Int J Mol Sci. 2023 Aug 1;24(15):12317. doi: 10.3390/ijms241512317.
As an emerging treatment strategy for malignant tumors, chimeric antigen receptor T (CAR-T) cell therapy has been widely used in clinical practice, and its efficacy has been markedly improved in the past decade. However, the clinical effect of CAR-T therapy is not so satisfying, especially in solid tumors. Even in hematologic malignancies, a proportion of patients eventually relapse after receiving CAR-T cell infusions, owing to the poor expansion and persistence of CAR-T cells. Recently, CRISPR/Cas9 technology has provided an effective approach to promoting the proliferation and persistence of CAR-T cells in the body. This technology has been utilized in CAR-T cells to generate a memory phenotype, reduce exhaustion, and screen new targets to improve the anti-tumor potential. In this review, we aim to describe the major causes limiting the persistence of CAR-T cells in patients and discuss the application of CRISPR/Cas9 in promoting CAR-T cell persistence and its anti-tumor function. Finally, we investigate clinical trials for CRISPR/Cas9-engineered CAR-T cells for the treatment of cancer.

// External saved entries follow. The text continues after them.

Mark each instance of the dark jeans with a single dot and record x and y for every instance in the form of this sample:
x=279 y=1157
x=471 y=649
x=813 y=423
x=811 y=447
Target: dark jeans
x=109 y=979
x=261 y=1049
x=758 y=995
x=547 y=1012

嵌合抗原受体 T(CAR-T)细胞疗法作为一种恶性肿瘤的新兴治疗策略,已广泛应用于临床实践,其疗效在过去十年中得到显著提高。然而,CAR-T 疗法的临床效果并不那么令人满意,特别是在实体瘤中。即使在血液恶性肿瘤中,一部分患者在接受 CAR-T 细胞输注后最终还是会复发,这是由于 CAR-T 细胞在体内的扩增和持续存在情况不佳。最近,CRISPR/Cas9 技术为促进 CAR-T 细胞在体内的增殖和持续存在提供了一种有效的方法。该技术已被应用于 CAR-T 细胞中,以产生记忆表型、减少衰竭,并筛选新的靶点来提高抗肿瘤潜能。在本综述中,我们旨在描述限制 CAR-T 细胞在患者体内持续存在的主要原因,并讨论 CRISPR/Cas9 在促进 CAR-T 细胞持续存在及其抗肿瘤功能方面的应用。最后,我们研究了 CRISPR/Cas9 工程 CAR-T 细胞治疗癌症的临床试验。